Bofferding revient longuement sur des épisodes qu’il a ressentis comme vexatoires, mais dont la plupart paraissent anodins au lecteur en 2023. D’anciennes querelles de bureau sont réchauffées, des remarques « déplacées » sont citées, sans qu’on en saisisse toujours l’intérêt. D’autres chapitres sont simplement fastidieux, notamment ceux qui reprennent, de manière très détaillée, des organigrammes vieux de plus de soixante ans.

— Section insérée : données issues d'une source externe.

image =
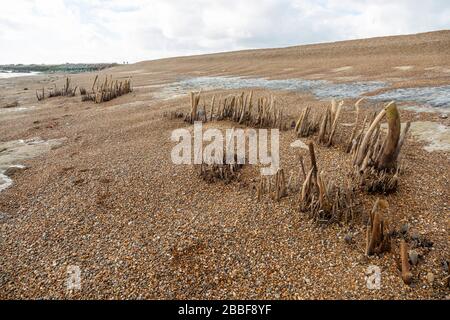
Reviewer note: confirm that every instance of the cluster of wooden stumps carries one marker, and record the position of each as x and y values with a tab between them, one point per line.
325	201
107	90
211	171
66	91
103	92
375	154
374	150
264	113
379	239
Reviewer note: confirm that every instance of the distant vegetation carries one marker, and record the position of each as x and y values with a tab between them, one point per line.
52	68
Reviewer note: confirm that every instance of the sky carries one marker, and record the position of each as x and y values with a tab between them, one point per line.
60	31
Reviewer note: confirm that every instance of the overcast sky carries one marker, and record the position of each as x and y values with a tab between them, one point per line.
59	31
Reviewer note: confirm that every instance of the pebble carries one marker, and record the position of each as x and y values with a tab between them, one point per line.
445	265
348	238
430	277
413	257
404	228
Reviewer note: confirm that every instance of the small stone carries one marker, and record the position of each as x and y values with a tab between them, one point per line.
348	238
413	257
430	277
415	236
404	228
12	170
445	265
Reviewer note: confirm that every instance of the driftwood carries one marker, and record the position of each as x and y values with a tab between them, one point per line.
375	156
329	122
406	274
355	128
306	125
108	90
40	94
241	109
212	172
66	91
323	199
378	238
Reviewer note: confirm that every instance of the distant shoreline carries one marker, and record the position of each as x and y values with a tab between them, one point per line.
47	68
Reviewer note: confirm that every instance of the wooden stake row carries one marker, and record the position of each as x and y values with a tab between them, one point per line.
240	109
375	154
107	90
325	201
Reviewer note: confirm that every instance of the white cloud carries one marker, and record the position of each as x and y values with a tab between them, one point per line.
58	31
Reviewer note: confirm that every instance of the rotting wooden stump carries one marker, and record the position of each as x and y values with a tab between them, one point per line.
406	273
378	239
329	122
65	91
40	94
306	125
375	155
240	108
213	171
325	201
107	90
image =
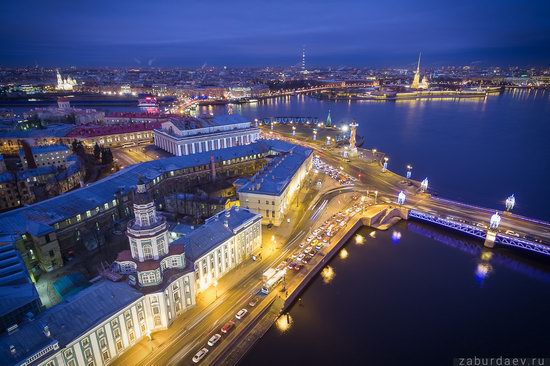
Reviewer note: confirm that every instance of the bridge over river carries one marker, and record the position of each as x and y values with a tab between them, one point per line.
513	230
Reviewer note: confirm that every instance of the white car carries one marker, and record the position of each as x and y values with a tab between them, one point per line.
214	339
200	355
241	314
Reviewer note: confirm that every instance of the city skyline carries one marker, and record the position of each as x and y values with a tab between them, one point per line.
247	34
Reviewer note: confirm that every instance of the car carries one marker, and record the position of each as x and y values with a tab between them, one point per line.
228	326
214	339
241	314
200	355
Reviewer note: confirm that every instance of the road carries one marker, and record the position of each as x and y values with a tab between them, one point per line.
389	184
191	331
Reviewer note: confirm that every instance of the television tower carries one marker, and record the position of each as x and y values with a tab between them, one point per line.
303	59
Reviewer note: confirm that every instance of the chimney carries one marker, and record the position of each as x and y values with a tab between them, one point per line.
27	149
213	167
226	220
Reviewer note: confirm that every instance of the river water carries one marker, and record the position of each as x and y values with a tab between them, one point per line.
418	294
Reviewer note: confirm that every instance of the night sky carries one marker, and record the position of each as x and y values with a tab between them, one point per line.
256	33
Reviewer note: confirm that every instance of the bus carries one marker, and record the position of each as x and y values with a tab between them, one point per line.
270	283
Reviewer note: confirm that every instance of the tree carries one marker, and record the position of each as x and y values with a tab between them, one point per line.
106	157
97	151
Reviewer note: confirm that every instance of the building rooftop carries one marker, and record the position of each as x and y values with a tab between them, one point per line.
213	231
274	177
45	149
92	131
60	130
189	123
67	320
78	201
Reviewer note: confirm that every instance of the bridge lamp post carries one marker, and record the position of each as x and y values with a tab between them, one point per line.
401	198
510	203
495	221
424	185
409	168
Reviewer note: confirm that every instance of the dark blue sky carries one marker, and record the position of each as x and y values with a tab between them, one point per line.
252	33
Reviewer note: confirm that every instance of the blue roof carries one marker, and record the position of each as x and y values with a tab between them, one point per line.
43	149
51	131
6	177
274	177
36	172
78	201
214	232
68	320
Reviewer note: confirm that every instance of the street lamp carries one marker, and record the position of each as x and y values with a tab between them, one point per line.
495	221
510	203
401	198
409	168
424	185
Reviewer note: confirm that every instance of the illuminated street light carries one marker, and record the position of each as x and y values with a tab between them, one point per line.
401	198
495	221
424	185
510	203
385	167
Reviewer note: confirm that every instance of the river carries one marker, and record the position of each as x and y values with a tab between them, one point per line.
418	294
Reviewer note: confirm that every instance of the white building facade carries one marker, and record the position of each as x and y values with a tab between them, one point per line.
187	137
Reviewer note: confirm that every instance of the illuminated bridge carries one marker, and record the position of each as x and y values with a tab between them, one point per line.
502	239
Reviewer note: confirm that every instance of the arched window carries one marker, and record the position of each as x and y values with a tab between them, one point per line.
148	251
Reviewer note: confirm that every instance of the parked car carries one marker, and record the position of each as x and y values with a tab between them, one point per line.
200	355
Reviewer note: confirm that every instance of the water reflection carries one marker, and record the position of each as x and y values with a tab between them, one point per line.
396	236
343	253
328	274
284	322
487	258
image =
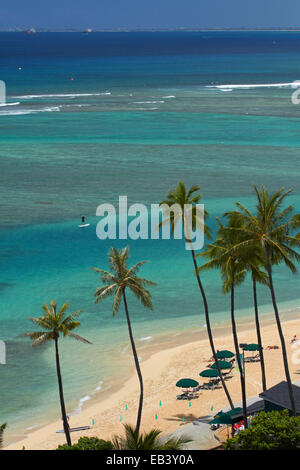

Or, le livre recèle également des passages qui le distinguent des corporate histories insipides. Paul Bofferding décrit son père et ses tantes de manière quasi-sociologique, sans s’encombrer des convenances d’usage. « Ils imitaient tous, dans leur façon de vivre, les gens de la haute société. Pour l’éducation de ses enfants, Emile Bofferding [le père de l’auteur, ndlr] ne se soucia que de la renommée des établissements à même de lui enlever cette charge. » Le père est décrit comme « grand timide n’ayant d’autres activités que la chasse ». Joseph Peffer, le mari de la tante de Paul Bofferding, est caractérisé comme « patriarche de famille autoritaire [qui] commandait de façon tyrannique la brasserie familiale ». Dr Peffer aurait été « friand de toute sorte de titres honorifiques ». Il aurait apprécié les médailles afférentes, « surtout le cordon de Grand Maître de la Chaîne des Rôtisseurs ». Lorsqu’une autre dispute éclate entre les deux branches Bofferding (pour ne pas s’y perdre, le lecteur a intérêt à consulter l’arbre généalogique en début du livre), elle mobilise immédiatement des poids lourds du barreau comme André Elvinger, Bernard Delvaux et Tony Biever.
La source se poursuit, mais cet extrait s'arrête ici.